3. The rise of the ‘gift lenders’
With money being so cheap, there is a glut in emerging private lenders, many of whom do not understand the basic mechanics of lending or rate for risk benchmarking.

What usually follows is losses from loans that fail with borrowers who cannot afford to service. Badly lent money stays ‘lent,’ becoming a gift that no-one benefits from.

4. The ‘pretender’ property market
Despite the rhetoric of a booming property market, it is a very slim number of properties that are setting this trend. Fear of missing out, an abundance of cheap loan capital and no investment alternatives all lead to a buyer-driven and thinly traded market that gives the illusion of stability. But not the entire market is represented. Prices are rising in select areas where there are more buyers than sellers. This is an illusion of growth. As simple as that.

Though the prudent point is to keep in mind that the figures you read about are distorted by skewed auction clearance numbers.

5. The RBA: the ‘protective parent’
Property continues to bring more to the Australian GDP than mining. In fact: Australia’s entire financial institutions are so wedded to real property it has become the new Gold Standard requiring the RBA to adamantly protect it. But we are still witnessing a growing boom-bust cycle, with believers expecting the boom cycle to continue. It won’t.

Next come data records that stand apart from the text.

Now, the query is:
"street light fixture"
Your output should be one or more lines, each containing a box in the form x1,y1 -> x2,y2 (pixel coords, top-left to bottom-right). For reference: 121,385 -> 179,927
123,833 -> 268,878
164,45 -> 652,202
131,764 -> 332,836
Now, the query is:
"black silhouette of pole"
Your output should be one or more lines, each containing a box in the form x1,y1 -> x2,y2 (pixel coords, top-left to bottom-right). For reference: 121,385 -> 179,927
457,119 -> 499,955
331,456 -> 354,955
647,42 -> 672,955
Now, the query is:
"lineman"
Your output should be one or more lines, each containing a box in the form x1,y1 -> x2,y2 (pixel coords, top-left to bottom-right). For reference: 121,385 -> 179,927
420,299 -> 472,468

We suspect the RBA will ask the major banks to lead an increased margin of separation from the cash rate in an attempt to cool this overheated market. And any increase in rate could precipitate a rapid turn in the property market.

6. The ‘sleeping bear’ is about to awaken
The world’s domestic production has slowed considerably. But Australia has had the resources to maintain growth and give the impression the economy can continue its current trend inside a COVID bubble. Certainly, the containment of COVID has benefited Australia as a net exporter. This must surely have aggravated China as it attempted to use economic coercion to silence its critics.

But a flood of cash to the market, combined with shortages from a reduction in global supply, must surely lead to inflation. And inflation at the top of an asset growth cycle can be disastrous. And if we think a recovery in economic supply lines will come to our rescue, we doubt it. What it will surely do in a world desperate to recover the losses incurred through COVID will be a rapid reduction in prices for all the raw materials and natural resources Australia has to sell. Let’s not forget the substantial supply chain issues. The current blockage of products for world markets coming from Southern China is many times worse than the blockage from the Suez Canal.

Any one of these factors alone can lead to instability, but many of them are likely to combine over the coming year.

7. Impending global inflation
The truth is the global economy is very, very precarious. If you pump money into a market long enough, eventually, it’s got to have inflationary factors. We should therefore prepare for high inflation globally. It might not come for a year or so, but we could see a period of quite considerable inflation. And if the US market starts to become inflated, the rest of the world will become inflamed.

We’re in this completely unsustainable and phoney state of self-belief that everything is going to continue.

We encourage industry to keep across the broader macro-economic and political narrative to stay ahead of the game, as the ‘macro’ moulds the ‘micro.’

For the financial services industry, it will dictate the amount and type of finance available to whom. It will open up and close opportunities. And most importantly, it will shape consumer sentiment, which is arguably the most profound driver.